Obstructive sleep apnea and atrial arrhythmogenesis

Affiliations
Review

Obstructive sleep apnea and atrial arrhythmogenesis

Mathias Hohl et al. Curr Cardiol Rev. 2014 Nov.

Abstract

Atrial fibrillation (AF) is the most common sustained arrhythmia and is associated with relevant morbidity and mortality.
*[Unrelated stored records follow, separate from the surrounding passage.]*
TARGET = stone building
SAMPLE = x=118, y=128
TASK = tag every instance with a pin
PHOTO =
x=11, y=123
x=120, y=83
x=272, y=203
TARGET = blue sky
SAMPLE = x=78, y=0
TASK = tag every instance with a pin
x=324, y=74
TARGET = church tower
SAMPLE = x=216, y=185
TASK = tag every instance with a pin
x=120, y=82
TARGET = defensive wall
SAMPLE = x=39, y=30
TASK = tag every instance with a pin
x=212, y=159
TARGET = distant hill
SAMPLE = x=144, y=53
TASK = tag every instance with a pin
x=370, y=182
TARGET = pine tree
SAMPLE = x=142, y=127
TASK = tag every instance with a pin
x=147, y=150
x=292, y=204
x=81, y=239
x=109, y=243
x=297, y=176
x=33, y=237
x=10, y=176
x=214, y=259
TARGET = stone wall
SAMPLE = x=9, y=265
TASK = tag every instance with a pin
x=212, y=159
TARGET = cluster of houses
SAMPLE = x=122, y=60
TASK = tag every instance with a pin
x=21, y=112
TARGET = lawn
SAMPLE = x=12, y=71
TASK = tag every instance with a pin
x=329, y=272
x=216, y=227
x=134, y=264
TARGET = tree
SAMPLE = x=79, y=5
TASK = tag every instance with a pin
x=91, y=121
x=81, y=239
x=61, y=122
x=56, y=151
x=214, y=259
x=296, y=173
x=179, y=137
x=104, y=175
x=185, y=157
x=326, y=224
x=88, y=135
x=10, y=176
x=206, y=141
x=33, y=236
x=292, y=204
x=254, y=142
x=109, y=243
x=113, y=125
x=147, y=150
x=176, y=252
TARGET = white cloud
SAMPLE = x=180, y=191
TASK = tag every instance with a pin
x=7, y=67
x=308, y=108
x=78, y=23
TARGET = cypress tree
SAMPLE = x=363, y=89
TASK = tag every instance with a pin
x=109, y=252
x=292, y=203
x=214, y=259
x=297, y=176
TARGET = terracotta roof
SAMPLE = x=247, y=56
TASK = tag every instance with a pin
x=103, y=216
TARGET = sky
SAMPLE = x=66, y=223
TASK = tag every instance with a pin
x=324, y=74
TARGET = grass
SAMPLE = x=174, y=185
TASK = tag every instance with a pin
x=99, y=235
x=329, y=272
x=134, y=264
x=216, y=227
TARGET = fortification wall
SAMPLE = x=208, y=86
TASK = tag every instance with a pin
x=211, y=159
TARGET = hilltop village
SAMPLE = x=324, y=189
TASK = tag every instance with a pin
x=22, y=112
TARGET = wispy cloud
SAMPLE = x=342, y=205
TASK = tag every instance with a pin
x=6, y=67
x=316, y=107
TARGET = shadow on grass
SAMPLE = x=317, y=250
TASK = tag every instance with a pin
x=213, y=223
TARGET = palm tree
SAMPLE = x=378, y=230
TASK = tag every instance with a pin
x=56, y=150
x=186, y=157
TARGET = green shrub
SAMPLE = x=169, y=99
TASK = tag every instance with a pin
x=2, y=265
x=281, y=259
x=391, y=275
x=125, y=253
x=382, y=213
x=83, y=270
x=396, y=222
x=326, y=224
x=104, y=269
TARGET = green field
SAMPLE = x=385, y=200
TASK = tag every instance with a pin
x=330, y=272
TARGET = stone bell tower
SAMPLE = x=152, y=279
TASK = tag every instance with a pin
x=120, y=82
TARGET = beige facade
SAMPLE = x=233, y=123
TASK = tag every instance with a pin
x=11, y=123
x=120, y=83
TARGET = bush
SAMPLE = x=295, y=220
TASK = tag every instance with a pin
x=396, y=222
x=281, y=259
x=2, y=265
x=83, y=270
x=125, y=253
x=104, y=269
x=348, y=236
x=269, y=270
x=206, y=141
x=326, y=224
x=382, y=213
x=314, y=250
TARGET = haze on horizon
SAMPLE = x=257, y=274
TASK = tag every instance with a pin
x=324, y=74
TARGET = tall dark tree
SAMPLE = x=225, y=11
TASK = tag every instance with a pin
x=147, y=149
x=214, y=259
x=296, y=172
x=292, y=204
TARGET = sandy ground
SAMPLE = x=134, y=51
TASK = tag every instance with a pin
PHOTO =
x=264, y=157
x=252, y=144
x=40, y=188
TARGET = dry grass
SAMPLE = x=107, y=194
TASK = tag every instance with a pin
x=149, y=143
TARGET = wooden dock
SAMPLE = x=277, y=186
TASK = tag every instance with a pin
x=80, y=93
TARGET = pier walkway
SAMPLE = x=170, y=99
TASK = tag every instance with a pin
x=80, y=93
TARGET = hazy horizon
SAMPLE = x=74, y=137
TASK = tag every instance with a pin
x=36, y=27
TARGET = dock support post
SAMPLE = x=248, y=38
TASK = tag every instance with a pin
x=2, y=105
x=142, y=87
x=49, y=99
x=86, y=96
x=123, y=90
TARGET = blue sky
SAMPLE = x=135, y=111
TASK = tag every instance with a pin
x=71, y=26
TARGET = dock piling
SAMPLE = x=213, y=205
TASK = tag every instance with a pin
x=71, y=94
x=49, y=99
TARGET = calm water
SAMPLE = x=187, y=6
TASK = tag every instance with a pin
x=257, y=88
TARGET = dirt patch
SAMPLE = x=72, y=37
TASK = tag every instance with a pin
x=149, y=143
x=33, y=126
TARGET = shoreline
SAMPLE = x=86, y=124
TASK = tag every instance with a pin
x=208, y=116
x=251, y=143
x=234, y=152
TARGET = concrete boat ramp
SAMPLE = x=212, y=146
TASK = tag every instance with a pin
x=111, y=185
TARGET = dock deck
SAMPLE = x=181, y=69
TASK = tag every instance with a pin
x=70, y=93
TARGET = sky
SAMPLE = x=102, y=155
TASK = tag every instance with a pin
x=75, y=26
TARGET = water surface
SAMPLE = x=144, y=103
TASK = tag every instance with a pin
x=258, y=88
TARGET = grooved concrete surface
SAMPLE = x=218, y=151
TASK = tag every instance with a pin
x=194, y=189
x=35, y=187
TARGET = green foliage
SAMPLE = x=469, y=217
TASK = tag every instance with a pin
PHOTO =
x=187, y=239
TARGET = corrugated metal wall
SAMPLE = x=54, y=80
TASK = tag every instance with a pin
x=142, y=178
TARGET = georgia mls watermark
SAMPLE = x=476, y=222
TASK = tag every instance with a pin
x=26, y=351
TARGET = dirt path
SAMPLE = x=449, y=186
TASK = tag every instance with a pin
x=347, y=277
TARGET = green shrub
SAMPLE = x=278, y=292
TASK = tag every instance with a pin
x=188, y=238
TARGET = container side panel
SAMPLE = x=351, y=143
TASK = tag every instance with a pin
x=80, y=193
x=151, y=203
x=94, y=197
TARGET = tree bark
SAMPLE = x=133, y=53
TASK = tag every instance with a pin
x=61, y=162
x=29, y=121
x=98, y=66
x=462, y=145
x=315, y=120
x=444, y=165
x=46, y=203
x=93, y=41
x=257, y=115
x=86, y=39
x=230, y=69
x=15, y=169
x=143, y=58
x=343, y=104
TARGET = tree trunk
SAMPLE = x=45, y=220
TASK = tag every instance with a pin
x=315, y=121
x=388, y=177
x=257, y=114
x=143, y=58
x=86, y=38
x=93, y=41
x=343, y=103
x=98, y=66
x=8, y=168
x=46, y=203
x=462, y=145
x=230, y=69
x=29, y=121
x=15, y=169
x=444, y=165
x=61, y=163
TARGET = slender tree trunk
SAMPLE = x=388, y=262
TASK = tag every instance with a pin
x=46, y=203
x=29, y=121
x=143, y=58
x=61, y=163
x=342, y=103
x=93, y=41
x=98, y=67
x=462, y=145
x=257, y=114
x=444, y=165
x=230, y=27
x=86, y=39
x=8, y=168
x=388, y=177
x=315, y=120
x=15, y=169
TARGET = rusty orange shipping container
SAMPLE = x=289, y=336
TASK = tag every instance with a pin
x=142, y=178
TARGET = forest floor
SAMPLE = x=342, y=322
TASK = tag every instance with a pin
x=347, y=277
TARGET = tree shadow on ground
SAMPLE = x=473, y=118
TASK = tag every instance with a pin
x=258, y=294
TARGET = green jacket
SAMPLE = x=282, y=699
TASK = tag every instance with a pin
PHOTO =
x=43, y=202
Besides hypertension, valvular disease and cardiomyopathy, mainly ischemic and dilated, also other conditions like obesity, alcohol abusus, genetic factors and obstructive sleep apnea (OSA) are discussed to contribute to the progression from paroxysmal to persistent AF. The prevalence of OSA among patients with AF is 40-50%. OSA is characterized by periodic or complete cessation of effective breathing during sleep due to obstruction of the upper airways. Obstructive respiratory events result in acute intrathoracic pressure swings and profound changes in blood gases together leading to atrial stretch and acute sympatho-vagal dysbalance resulting in acute apnea related to electrophysiological and hemodynamic alterations. Additionally, repetitive obstructive events in patients with OSA may lead to sympathetic and neurohumoral activation and subsequent structural and functional changes in the atrium creating an arrhythmogenic substrate for AF in the long run. This review focuses on the acute and chronic effects of negative thoracic pressure swings, changes in blood pressure and sympatho-vagal dysbalance induced by obstructive respiratory events on atrial electrophysiology and atrial structure in patients with obstructive sleep apnea.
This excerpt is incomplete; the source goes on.